Monday, March 14, 2016
It doesn't look like a bar. From the outside, the building is totally nondescript, just another quirky Tremont home. If you look closely, you'll notice a Sam Adams logo in the window, but that's about all that distinguishes it from the residences that surround it. On the brick wall to the right of the door is a very small plaque denoting the fact that it's a bar, but it still doesn't sink in because it doesn't look like a bar, doesn't look like it's ever open, doesn't look like you're allowed to go inside.
But if you look a little bit more closely, you'll realize: This place is something weird. This place is something else. This place, specifically, is the Literary Cafe in Tremont, & it's for sale, & I desperately wish I were a person who had any interest in owning a bar or any money to buy this one.
The Literary Cafe only takes cash but has no ATM on the premise.

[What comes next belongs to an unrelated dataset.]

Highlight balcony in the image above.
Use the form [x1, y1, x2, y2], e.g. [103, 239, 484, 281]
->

It is open on Thursday, Friday, & Saturday nights only; it opens at 7pm, loosely, & closes whenever the owners feel like closing it. They have a small full bar & two beer taps, though they are always out of at least one of their drafts beers. They serve the other not in glasses but rather in glass chalices, the kind your grandma serves the Manischwitz in. The first time we were there, the only bar they had on draft was Sam Adams. Really. The bar does not serve food, though the owners (who double as the bartenders, of course) sometimes set Styrofoam bowls of Chex Mix along the bar.
There are a handful of barstools (apparently Robert DeNiro stole one?) & exactly two tables, plus a giant piano whose lid you should close unless you want to accidentally set the place ringing. Hanging on one wall is a painting of the inside of the bar, which feels strangely meta, sort of like looking into an angled mirror in a department store dressing room - like you can see tiny versions of yourself forever & ever, into infinity.
The owners, a married couple, have been there 26 years & were instrumental in launching the now-monthly Tremont ArtWalk. They refer to the neighborhood's gentrification as "urban pioneering."
The bar's back room that's more an art space & less a bar, though I suppose people drink in there, too. Two of the three times I've been, the room has been the site of a "drawing parties," filled with local artists of every age & shape & color & kind who sit in a semi-circle around a subject, furiously copying his or her likeness onto sketch pads & canvases. Completed works of past subjects plaster the walls, dozens of sets of eyes staring back at you from God-knows-how-long-ago.
The bar went up for sale in February & is listed at a cool half a mil. That price includes the bar itself, the liquor license that accompanies it, & a two-bedroom apartment above it, plus a backyard garden. According to the listing, the building dates back to the pre-Civil War era, & Cleveland.com says it's one of the oldest in Tremont. The owners want to move south; I guess you can only do Cleveland winters & the Cleveland bar scene for so long.
OK, OK, so I'm not going to buy the Literary Cafe. I wouldn't want to live above a bar, & I wouldn't want to manage a bar, & oh, I also don't have the money to buy a bar, anyway. But I hope that whoever buys it keeps it pretty darn close to the way it is now: the perfect little neighborhood gem, refusing to conform to the trendy standards that the neighborhood is setting around it, hidden in plain sight & perfect just the way it is.